Wednesday, January 9, 2008

lock down and evacuation

the middle of abso-fucking-lutely nowhere is sounding might nice just about now.

who's with me?

today yet ANOTHER (as my cousin put it) "whoever in a trench coat" brought a duffel bag of explosives (he hoped) and knives into a school.

he stabbed three girls (all ok. released from the hospital) and tried to blow the joint up...but instead, blew the attempt.

he held the principal at bay with a propane torch...til a teacher knocked it out of his hand and gave him a whooping. they sent the kids home, evacuated the area and sent a general (yet lightly salted) panic through the district...

and neighboring ones, as well.



around noon today the principal of my school da jour, rather calmly, made an announcement that all teachers who did not have students should come to the office immediately. my ears perked and I told the group of thugs I was attempting to edumacate about Handel that it sounded alot like a lock down to me.

we escaped lockdown...but DID have a fire alarm (can I have a side order or retard with my loser?).

gaaagh. this is just becoming entirely too fucking annoying.

like seriously.

last month a bomb threat was intercepted at my daughter's uber white bread suburban school initiating a lockdown/search/seizure there.

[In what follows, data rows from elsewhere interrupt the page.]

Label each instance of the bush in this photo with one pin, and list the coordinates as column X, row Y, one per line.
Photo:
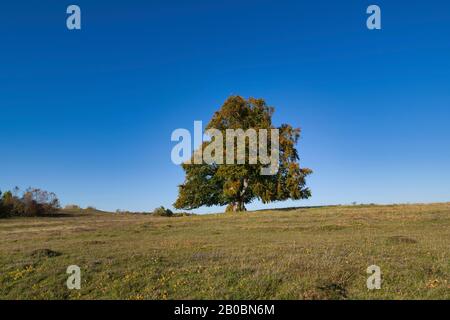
column 162, row 212
column 31, row 203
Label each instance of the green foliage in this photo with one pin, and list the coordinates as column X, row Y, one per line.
column 32, row 202
column 238, row 184
column 162, row 212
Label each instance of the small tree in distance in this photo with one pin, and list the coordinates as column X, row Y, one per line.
column 235, row 185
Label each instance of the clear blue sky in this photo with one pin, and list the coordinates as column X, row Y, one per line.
column 88, row 114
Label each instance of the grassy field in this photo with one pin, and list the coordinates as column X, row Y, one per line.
column 308, row 253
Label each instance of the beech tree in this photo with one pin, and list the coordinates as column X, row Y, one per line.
column 235, row 185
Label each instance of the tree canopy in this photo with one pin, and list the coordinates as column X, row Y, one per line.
column 234, row 185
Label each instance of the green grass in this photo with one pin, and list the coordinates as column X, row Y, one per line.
column 310, row 253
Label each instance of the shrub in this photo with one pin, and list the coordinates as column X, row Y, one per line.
column 33, row 202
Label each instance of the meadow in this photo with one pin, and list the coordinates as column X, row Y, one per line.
column 299, row 253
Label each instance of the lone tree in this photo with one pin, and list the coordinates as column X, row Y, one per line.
column 234, row 185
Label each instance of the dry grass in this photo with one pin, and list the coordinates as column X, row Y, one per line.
column 311, row 253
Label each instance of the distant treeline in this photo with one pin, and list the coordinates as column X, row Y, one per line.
column 160, row 212
column 29, row 203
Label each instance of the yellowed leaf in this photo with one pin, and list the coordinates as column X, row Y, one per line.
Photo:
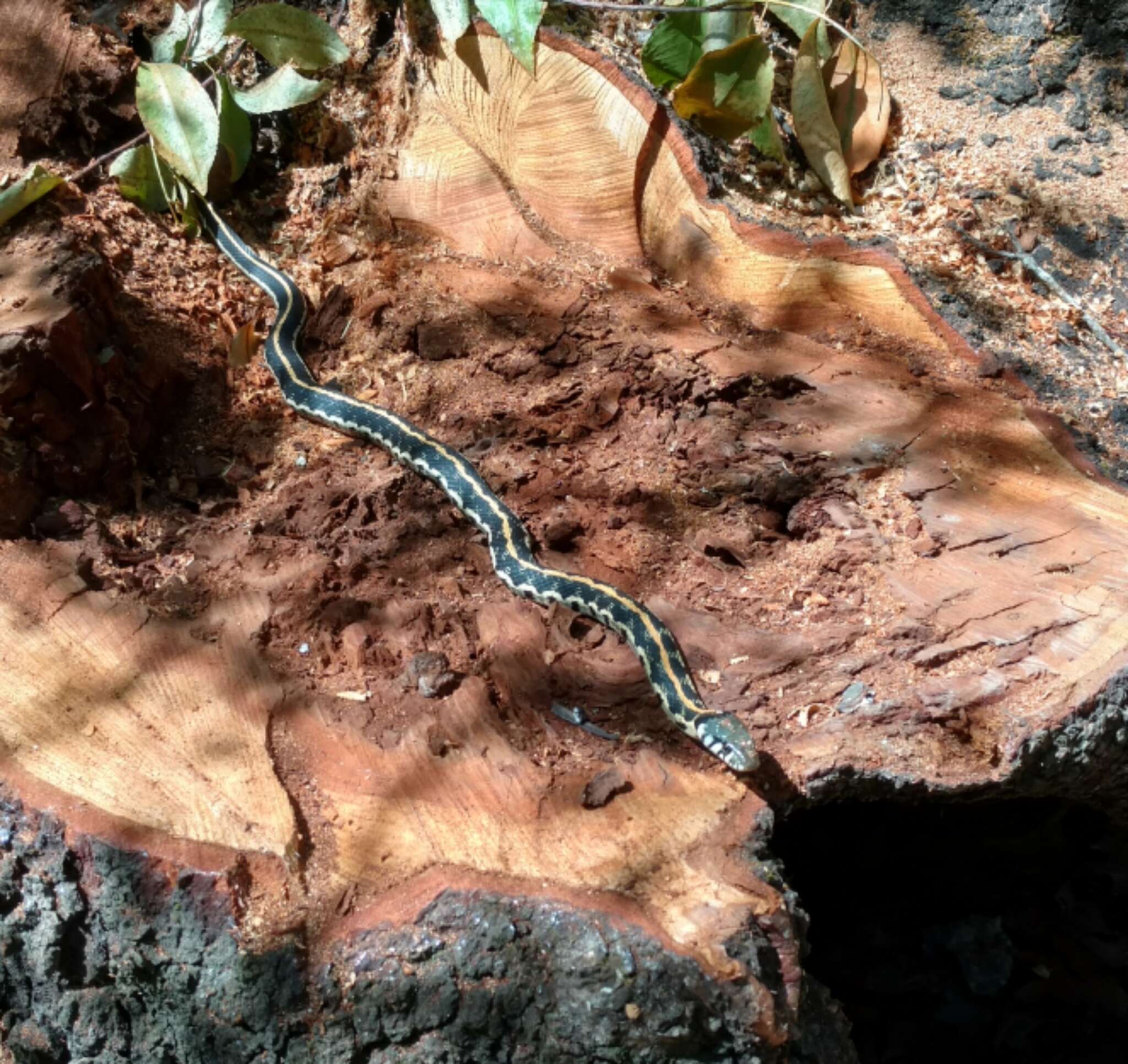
column 729, row 90
column 815, row 126
column 859, row 98
column 244, row 345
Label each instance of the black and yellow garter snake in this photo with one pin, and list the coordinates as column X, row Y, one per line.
column 510, row 545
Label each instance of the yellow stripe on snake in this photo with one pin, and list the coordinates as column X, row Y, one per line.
column 510, row 545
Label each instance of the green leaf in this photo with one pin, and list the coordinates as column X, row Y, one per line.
column 730, row 89
column 765, row 138
column 213, row 33
column 139, row 175
column 454, row 17
column 234, row 130
column 800, row 21
column 281, row 90
column 815, row 126
column 516, row 21
column 289, row 35
column 181, row 119
column 673, row 50
column 169, row 45
column 35, row 183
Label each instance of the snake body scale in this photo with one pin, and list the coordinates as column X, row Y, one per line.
column 510, row 544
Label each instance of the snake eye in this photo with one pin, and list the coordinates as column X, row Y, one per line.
column 726, row 738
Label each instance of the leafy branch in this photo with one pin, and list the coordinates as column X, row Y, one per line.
column 721, row 74
column 194, row 139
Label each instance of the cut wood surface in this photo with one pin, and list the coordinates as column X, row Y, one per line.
column 881, row 563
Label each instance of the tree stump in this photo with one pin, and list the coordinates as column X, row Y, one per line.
column 894, row 574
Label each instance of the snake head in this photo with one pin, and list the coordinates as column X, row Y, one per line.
column 724, row 736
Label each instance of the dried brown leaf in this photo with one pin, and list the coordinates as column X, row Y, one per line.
column 859, row 98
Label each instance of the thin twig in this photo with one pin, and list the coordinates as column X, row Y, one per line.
column 1051, row 282
column 142, row 138
column 194, row 29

what is wrong with this crop of fucktards and douchebags? wait. no need to answer that...I already know. knowing, however, does nothing to eliminate my ever burning desire to put a foot in their lazy, spoiled, entitled, emo-loser asses.

quit yer fucking whining and get a goddamn hobby, you sissy baby chickens.

yes. the 11th grade girls picked on you and said you have a small cock (the apparent reason today's wanna-be psycho flipped his shit).

you have a small cock.

deal, asshole. how bout instead of going all columbine (like we haven't suffered enough of THAT already) you man up, wash your hair, grow a personality and do what every other small winkied man out there does...

make a ton of money and over-compensate.


for fucks sake, though...


PLEEEEASE leave the torch out of it, cockass.

its punks like you that give propane (and wanna-be terrorists) a bad name.

1 comment:

Anonymous said...

As a small winkied man myself. I suggest learning the 'motion of the ocean' technique.

Propane and psychotic behaviours aren't gonna get you laid...trust me. Try daily tongue exercises or read about how to give the clitoral kiss, rather than how to build a propane weapon.

To the rest of you emo-trench coat wannabees... fuck off, you're killing my buzz...back to banking.